W dokumencie zastrzeżenia kierowane są między innymi do 36, nieistniejącego już pułku lotnictwa lotnictwa transportowego oraz kolejnych władz Kancelarii Premiera i ministerstw spraw wewnętrznych i obrony, a także do BOR. Według NIK, nieprawidłowości w rozformowanym w ubiegłym roku 36. specjalny pułku lotnictwa transportowego powodowały ryzyko dla życia i zdrowia przewożonych rządowymi samolotami VIP-ów. MON i Dowództwo Sił Powietrznych nie wyznaczyły odrębnych zasad naboru do pułku, dlatego trafiali tam piloci z niewielkim stażem. Ponadto, do końca 2010 roku obowiązywał tam system szkolenia z lat 70. XX wieku. Pułk nie mógł wykonać szkoleń na symulatorach, bo nie otrzymał zapewnienia, że otrzyma środki na ten cel. Szkolenia załóg samolotów Tu-154 i JAK-40 odbywały się w języku rosyjskim, choć wielu pilotów go nie znało. Niezbyt częste były też remonty maszyn. Według NIK, kolejni ministrowie obrony wiedzieli o problemach, ale nie robili nic w tym kierunku.
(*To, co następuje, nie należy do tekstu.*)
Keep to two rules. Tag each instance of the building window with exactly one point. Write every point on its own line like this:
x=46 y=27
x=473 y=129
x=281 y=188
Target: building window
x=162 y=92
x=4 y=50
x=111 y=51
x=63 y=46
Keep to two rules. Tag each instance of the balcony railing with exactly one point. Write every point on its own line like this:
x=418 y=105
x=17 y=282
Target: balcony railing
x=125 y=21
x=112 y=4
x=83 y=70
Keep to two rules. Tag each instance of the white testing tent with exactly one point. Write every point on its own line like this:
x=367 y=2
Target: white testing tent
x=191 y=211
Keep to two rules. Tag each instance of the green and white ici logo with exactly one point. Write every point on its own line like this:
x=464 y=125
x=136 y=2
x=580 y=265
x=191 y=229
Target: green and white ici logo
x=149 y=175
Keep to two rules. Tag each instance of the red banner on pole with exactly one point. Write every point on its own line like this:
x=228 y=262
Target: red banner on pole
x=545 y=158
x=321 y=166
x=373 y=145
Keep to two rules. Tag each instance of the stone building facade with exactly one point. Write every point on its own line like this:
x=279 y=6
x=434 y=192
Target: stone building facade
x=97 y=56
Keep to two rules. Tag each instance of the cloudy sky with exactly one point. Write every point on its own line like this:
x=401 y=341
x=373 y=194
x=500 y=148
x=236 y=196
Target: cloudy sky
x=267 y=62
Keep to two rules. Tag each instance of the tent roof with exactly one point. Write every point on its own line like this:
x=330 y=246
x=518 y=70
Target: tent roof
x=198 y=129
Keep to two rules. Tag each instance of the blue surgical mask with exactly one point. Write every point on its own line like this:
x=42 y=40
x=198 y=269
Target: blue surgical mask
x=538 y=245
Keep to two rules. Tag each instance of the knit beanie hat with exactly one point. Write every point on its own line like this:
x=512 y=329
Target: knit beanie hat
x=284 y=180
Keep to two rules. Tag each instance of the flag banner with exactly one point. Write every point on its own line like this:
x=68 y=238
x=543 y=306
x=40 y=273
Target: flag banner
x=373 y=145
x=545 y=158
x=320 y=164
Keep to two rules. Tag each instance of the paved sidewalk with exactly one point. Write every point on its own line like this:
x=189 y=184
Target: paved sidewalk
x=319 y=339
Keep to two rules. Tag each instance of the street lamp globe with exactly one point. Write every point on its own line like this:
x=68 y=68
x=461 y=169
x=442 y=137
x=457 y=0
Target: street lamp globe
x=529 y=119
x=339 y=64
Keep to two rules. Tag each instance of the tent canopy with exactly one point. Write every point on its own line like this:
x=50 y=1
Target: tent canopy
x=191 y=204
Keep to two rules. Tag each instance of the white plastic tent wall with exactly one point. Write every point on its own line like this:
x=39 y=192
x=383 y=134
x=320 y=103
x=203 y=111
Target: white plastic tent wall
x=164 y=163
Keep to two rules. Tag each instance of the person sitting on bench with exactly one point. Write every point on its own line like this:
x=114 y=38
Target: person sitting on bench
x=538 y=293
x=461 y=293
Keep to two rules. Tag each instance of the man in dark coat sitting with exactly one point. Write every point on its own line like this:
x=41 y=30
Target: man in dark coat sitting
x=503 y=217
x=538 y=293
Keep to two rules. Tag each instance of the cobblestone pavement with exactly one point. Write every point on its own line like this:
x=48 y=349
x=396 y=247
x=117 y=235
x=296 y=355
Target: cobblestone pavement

Uwagi są kierowane również do szefów Kancelarii Premiera w latach 2005-2010. To do nich należało koordynowanie wizyt przywódców poza granicami kraju. Często jednak wysyłali zamówienia do wykonawców lotu z opóźnieniem, co z kolei opóźniało wydanie zgody dyplomatycznej na przelot i lądowanie za granicą. Zazwyczaj zamówienia wpływały w ostatniej chwili, tuż przed lotem.
Kontrolerzy NIK ustalili też, że BOR nie sporządzał rzetelnie analiz zagrożenia VIP-ów, co utrudniało właściwe zaplanowanie ich ochrony. Zarzuty nieprawidłowego nadzoru nad BOR-em są kierowane też wobec kolejnych ministrów spraw wewnętrznych.
NIK pozytywnie oceniła natomiast MSZ za reagowanie na sytuacje kryzysowe. Izba sformułowała 35 wniosków zmierzających do naprawienia nieprawidłowości.